La “fausse” médiation promue par le président algérien Abdelmajid Tebboune vient tantôt des pays du golfe Persique et tantôt des pays voisins pour réaliser un rapprochement entre Rabat et l’Algérie, alors que les analystes voient dans le discours de Tebboune sur ces médiations une sorte d’exutoire à la crise sociale et politique qui le pays connaît.

Abdelmajid Tebboune a déclaré dans une interview au journal français “Le Figaro” qu’il existe une médiation pour résoudre la crise entre le Maroc et l’Algérie, mais il a souligné que cette crise va au-delà de la médiation automobile elle a des racines historiques, comme il le dit.

Hasnawi : L’armée étouffe

Yasmin Hasnawi, professeur de sciences politiques à l’Université américaine du Koweït, a expliqué que “la déclaration du président algérien Abdel Majid Tebboun sur l’existence de la médiation montre que son discours ne change pas, et c’est un discours qui n’est pas adapté à son travail présidentiel”. . qu’il est aux commandes depuis plus de trois ans.”

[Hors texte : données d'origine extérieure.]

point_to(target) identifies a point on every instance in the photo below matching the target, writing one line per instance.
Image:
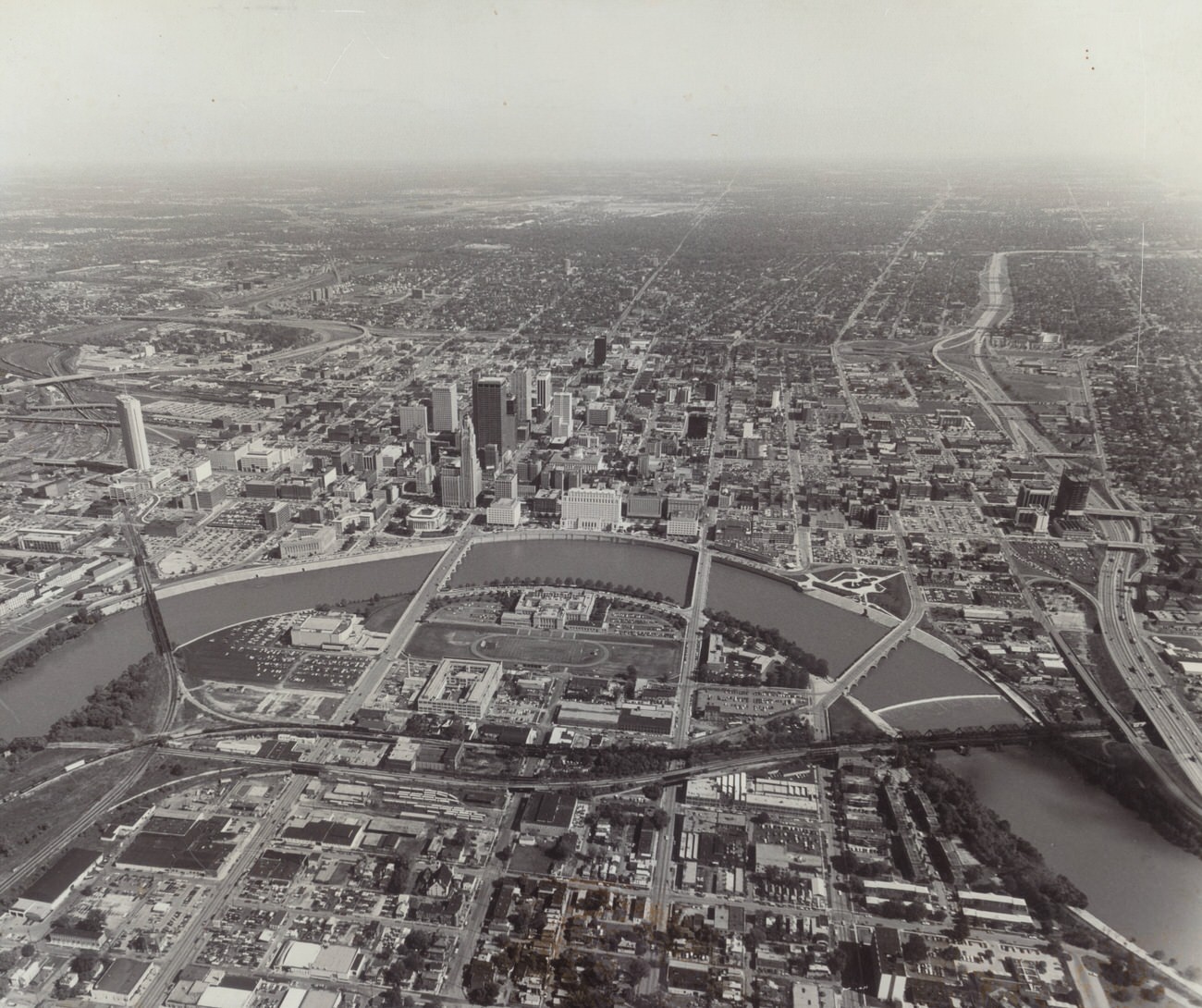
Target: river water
(1136, 880)
(58, 684)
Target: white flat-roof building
(506, 511)
(308, 540)
(590, 509)
(336, 629)
(460, 687)
(427, 517)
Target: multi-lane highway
(1134, 658)
(1141, 668)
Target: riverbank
(1136, 880)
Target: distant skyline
(140, 82)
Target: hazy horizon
(424, 83)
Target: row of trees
(587, 584)
(116, 704)
(31, 653)
(748, 634)
(1016, 861)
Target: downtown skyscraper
(445, 407)
(492, 412)
(133, 432)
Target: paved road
(1140, 667)
(400, 634)
(190, 939)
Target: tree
(485, 994)
(914, 948)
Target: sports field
(554, 650)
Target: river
(817, 627)
(1137, 882)
(58, 684)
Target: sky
(208, 80)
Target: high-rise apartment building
(133, 432)
(446, 407)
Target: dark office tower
(1071, 496)
(489, 409)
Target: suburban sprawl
(595, 588)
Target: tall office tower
(1073, 495)
(469, 463)
(489, 411)
(446, 407)
(411, 420)
(133, 432)
(521, 381)
(544, 391)
(561, 415)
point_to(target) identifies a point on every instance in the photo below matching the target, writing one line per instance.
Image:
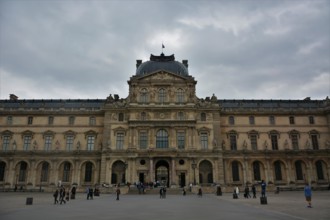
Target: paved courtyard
(286, 205)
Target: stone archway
(162, 174)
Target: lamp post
(194, 165)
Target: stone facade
(163, 132)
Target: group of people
(61, 195)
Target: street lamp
(194, 165)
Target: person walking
(254, 191)
(308, 195)
(263, 188)
(55, 196)
(117, 193)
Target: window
(50, 120)
(22, 172)
(180, 96)
(143, 116)
(71, 120)
(291, 120)
(69, 142)
(204, 140)
(144, 96)
(233, 143)
(315, 143)
(27, 142)
(162, 139)
(90, 142)
(274, 141)
(231, 120)
(44, 172)
(235, 170)
(251, 120)
(319, 170)
(203, 116)
(48, 142)
(92, 121)
(9, 120)
(5, 142)
(143, 139)
(120, 140)
(294, 141)
(30, 120)
(180, 116)
(256, 170)
(311, 120)
(299, 173)
(162, 96)
(180, 140)
(121, 117)
(66, 172)
(2, 171)
(254, 143)
(278, 170)
(88, 172)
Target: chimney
(185, 63)
(138, 63)
(13, 97)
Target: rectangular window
(90, 142)
(294, 142)
(50, 120)
(233, 143)
(5, 142)
(315, 143)
(27, 142)
(254, 143)
(9, 120)
(30, 120)
(204, 140)
(143, 139)
(120, 141)
(69, 142)
(48, 142)
(273, 139)
(180, 140)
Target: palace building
(163, 132)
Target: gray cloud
(236, 49)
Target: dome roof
(162, 62)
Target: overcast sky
(249, 49)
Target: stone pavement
(286, 205)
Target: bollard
(29, 201)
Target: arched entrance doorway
(162, 173)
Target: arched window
(22, 172)
(256, 170)
(180, 96)
(299, 172)
(88, 172)
(162, 139)
(2, 171)
(203, 116)
(162, 96)
(144, 95)
(44, 172)
(66, 172)
(278, 170)
(231, 120)
(319, 170)
(235, 170)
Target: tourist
(308, 195)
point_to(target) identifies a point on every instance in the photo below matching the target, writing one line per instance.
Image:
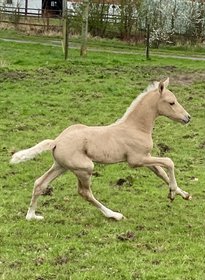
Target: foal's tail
(32, 152)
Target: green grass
(40, 96)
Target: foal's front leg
(169, 165)
(84, 181)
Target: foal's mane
(150, 88)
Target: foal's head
(168, 105)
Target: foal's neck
(143, 114)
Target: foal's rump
(32, 152)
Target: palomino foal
(127, 140)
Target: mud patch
(13, 76)
(127, 236)
(188, 78)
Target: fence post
(148, 41)
(83, 50)
(65, 29)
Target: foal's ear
(163, 85)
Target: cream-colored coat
(127, 140)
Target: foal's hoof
(34, 217)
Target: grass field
(40, 96)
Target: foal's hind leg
(39, 186)
(84, 178)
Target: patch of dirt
(163, 149)
(12, 76)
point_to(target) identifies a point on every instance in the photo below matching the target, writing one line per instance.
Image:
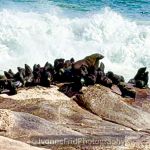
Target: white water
(30, 37)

Le chercheur en relations internationales a ajouté dans une déclaration au journal électronique Hespress que “Teboun parle de fausses médiations attribuées aux pays arabes qui ont été créées par des généraux algériens et des médias proches du pouvoir”, notant que Teboun parle toujours de la Jordanie et de la médiation du golfe Persique. .

Elle a souligné qu’il n’y a pas de projet de médiation en l’absence de affirmation officielle des gouvernements des pays auxquels le projet est attribué, et le Maroc n’a pas non plus indiqué l’existence d’une médiation.

Et elle a poursuivi en disant : « Les relations maroco-algériennes n’ont pas besoin de médiation. Le monarque marocain a appelé à plusieurs reprises au dialogue et a tendu la essential aux Algériens pour ouvrir une nouvelle web page sans aucune médiation », soulignant que « la médiation arabe est une invention purement algérienne ».

Elle a ajouté : « Le discours présidentiel de Tabboon est entouré de complexités historiques et psychologiques ; Surtout quand il parle de la guerre du sable”, notant que Tebboune essaie d’exporter les conséquences de la crise interne en Algérie à l’étranger, créant des problèmes depuis le Maroc, et couvrant ainsi la crise sociale et le mouvement populaire en Algérie, que le régime militaire ne tient pas compte. .

Boden : la catharsis d’une crise sociale

Mohamed Boudin, le responsable du « Centre Atlas d’analyse des indicateurs politiques et institutionnels », a expliqué que les propos du président Tebboune s’inscrivent dans la stratégie traditionnelle algérienne d’élimination des crises internes dans le domaine des droits de l’homme, des niveaux sociaux et institutionnels et une tentative de détourner l’consideration d’une partie de l’opinion publique algérienne des priorités internes.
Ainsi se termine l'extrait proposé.